Researchers analyzed trends in convictions in state laws that criminalize failure to disclose HIV status to a sex partner or exposing a partner to HIV without his or her consent. They looked at state law enforcement and legal records as well as newspaper records between 1992 and 2015 in Florida, Louisiana, Michigan, Missouri and Tennessee. Sex-based data on conviction rates was available only in the latter three states.

Findings were presented at the 9th International AIDS Society Conference on HIV Science in Paris (IAS 2017).

The researchers identified 387 HIV disclosure convictions, including 206 convictions in the three states with sex-based data available.

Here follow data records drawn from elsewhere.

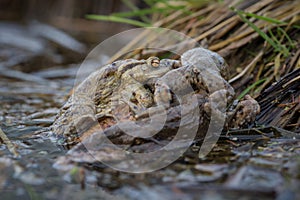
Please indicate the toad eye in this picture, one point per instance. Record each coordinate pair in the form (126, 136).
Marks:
(153, 61)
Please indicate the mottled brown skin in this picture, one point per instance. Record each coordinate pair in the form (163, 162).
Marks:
(133, 89)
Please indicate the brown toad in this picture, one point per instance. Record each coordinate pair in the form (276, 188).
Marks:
(104, 90)
(146, 87)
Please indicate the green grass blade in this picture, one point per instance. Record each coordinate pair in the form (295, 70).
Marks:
(136, 13)
(247, 90)
(259, 31)
(118, 19)
(267, 19)
(130, 5)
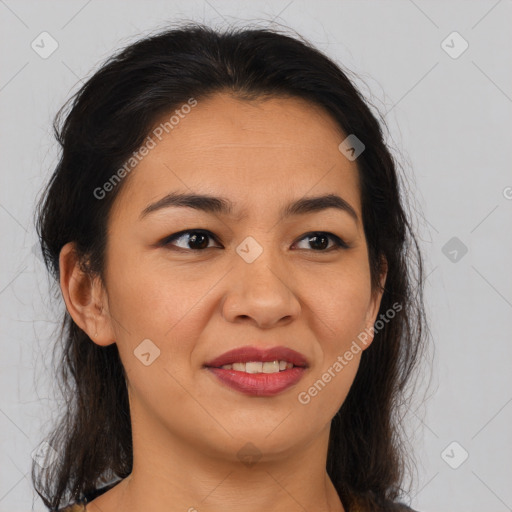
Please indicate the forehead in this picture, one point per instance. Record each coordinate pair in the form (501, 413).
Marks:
(253, 151)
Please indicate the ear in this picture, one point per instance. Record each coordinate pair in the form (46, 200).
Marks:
(85, 297)
(374, 305)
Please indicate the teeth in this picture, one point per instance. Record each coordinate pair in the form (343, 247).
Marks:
(259, 367)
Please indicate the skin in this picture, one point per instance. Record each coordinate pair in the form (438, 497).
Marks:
(187, 426)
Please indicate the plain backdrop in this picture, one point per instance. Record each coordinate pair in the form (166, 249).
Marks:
(447, 100)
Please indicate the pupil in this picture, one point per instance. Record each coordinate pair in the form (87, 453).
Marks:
(193, 241)
(321, 237)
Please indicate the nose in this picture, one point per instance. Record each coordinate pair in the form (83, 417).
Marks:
(260, 293)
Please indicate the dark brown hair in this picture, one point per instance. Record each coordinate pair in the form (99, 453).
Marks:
(99, 129)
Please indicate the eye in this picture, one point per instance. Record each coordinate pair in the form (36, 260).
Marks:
(320, 239)
(196, 242)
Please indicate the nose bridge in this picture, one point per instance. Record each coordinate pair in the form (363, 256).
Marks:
(260, 289)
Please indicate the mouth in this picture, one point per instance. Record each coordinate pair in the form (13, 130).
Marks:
(257, 372)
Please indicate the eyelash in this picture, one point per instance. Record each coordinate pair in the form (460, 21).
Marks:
(339, 243)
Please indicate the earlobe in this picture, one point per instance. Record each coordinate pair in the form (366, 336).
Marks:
(84, 297)
(375, 302)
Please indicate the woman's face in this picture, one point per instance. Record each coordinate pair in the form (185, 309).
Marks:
(251, 277)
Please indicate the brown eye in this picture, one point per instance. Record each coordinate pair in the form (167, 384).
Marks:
(319, 241)
(193, 240)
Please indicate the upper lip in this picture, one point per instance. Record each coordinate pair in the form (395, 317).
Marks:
(249, 353)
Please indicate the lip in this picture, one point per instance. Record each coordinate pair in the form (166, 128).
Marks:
(250, 353)
(259, 384)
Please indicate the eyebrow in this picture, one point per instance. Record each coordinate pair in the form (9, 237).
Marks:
(221, 205)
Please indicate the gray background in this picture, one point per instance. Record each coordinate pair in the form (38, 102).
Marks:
(449, 119)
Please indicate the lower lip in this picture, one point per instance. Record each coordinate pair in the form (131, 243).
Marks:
(259, 384)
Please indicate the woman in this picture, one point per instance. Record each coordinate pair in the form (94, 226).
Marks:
(261, 368)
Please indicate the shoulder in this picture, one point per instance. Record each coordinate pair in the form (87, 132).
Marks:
(78, 507)
(400, 507)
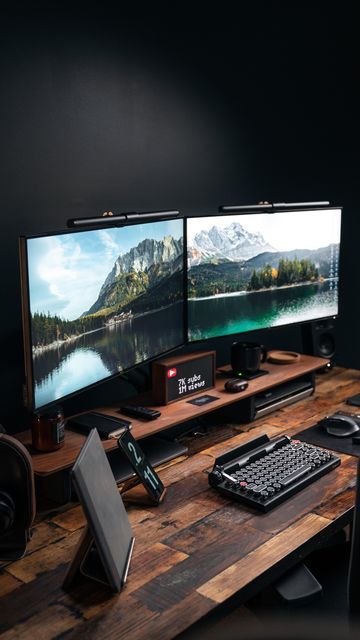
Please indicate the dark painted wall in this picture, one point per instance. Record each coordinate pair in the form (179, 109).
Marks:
(101, 110)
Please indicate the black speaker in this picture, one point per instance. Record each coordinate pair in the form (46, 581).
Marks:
(318, 338)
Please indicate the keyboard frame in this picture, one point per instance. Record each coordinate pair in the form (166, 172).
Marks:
(251, 452)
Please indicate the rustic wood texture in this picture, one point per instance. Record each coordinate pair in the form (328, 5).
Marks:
(176, 413)
(194, 551)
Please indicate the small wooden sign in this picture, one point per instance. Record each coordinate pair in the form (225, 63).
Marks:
(178, 377)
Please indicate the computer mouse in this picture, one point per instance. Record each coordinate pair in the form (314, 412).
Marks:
(235, 385)
(340, 426)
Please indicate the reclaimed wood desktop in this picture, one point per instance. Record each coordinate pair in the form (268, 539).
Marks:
(195, 552)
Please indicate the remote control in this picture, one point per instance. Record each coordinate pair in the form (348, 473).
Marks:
(143, 413)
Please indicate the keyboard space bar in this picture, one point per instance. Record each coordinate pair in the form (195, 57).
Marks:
(295, 475)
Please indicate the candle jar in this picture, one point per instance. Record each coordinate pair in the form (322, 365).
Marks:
(48, 429)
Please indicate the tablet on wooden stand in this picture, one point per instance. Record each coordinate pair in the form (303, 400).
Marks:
(105, 549)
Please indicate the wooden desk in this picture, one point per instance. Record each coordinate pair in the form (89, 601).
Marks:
(192, 553)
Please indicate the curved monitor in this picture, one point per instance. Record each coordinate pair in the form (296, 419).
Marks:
(99, 302)
(255, 271)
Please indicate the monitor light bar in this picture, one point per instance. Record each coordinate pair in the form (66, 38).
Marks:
(122, 218)
(269, 207)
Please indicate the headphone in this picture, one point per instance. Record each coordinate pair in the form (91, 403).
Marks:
(7, 512)
(17, 497)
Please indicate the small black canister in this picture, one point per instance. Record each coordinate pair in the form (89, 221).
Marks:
(48, 429)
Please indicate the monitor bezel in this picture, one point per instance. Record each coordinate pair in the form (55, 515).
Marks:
(297, 323)
(28, 387)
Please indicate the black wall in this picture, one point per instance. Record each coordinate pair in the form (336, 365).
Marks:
(101, 110)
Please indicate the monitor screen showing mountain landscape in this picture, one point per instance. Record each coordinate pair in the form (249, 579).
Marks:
(99, 302)
(255, 271)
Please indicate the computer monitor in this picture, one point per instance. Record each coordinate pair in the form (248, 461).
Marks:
(261, 270)
(97, 303)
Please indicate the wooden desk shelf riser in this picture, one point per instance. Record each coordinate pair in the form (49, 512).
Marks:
(46, 464)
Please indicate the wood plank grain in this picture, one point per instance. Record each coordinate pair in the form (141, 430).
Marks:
(31, 600)
(170, 588)
(158, 529)
(264, 557)
(336, 507)
(47, 624)
(8, 584)
(124, 617)
(177, 619)
(223, 447)
(211, 529)
(45, 559)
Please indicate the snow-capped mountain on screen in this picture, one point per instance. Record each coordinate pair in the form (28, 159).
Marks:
(231, 243)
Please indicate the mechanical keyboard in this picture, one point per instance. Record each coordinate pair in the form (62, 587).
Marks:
(263, 473)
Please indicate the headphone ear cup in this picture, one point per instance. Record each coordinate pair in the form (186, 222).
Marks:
(7, 512)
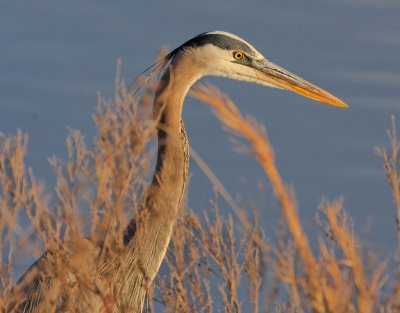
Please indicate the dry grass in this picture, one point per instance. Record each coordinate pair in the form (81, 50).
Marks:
(214, 263)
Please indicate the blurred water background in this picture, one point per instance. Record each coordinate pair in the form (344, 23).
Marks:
(55, 56)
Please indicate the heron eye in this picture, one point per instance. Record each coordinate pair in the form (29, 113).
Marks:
(238, 55)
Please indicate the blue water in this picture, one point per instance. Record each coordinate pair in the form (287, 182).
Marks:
(55, 56)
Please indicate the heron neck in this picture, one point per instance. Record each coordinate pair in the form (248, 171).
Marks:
(149, 234)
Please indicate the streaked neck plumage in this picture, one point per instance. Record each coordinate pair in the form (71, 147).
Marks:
(148, 236)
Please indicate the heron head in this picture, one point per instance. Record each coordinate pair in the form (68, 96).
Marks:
(224, 54)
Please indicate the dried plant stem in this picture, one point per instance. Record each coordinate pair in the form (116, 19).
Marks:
(231, 117)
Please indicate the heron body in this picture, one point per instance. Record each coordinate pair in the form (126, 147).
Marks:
(148, 235)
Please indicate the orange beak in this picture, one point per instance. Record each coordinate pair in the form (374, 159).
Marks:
(273, 75)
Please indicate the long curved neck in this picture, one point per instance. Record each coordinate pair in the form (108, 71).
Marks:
(149, 234)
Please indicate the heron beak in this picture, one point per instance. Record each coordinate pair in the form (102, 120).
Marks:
(272, 74)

Overall, the conviction rate in the five states was 13 per 10,000 HIV diagnoses. Per 10,000 diagnoses, the individual state conviction rates were 98 in Missouri, 36 in Tennessee, 33 in Michigan, 21 in Louisiana and 6 in Florida.

When broken down by race or sex, the researchers found no differences between conviction rates. However, when they broke the data down by race and sex simultaneously, they found that per 10,000 diagnoses, the conviction rate was 11 among Black women, 25 among Black men, 24 among white men and 22 among white women. In other words, convictions are twice as common among Black men, white men and white women compared with Black women.

Broken down by sexual orientation, the conviction rate per 10,000 diagnoses was 20 among men who have sex with men (MSM) and 146 among men who have sex with women (MSW), including 9 among white MSM, 108 among white MSW, 8 among Black MSM and 47 among Black MSW.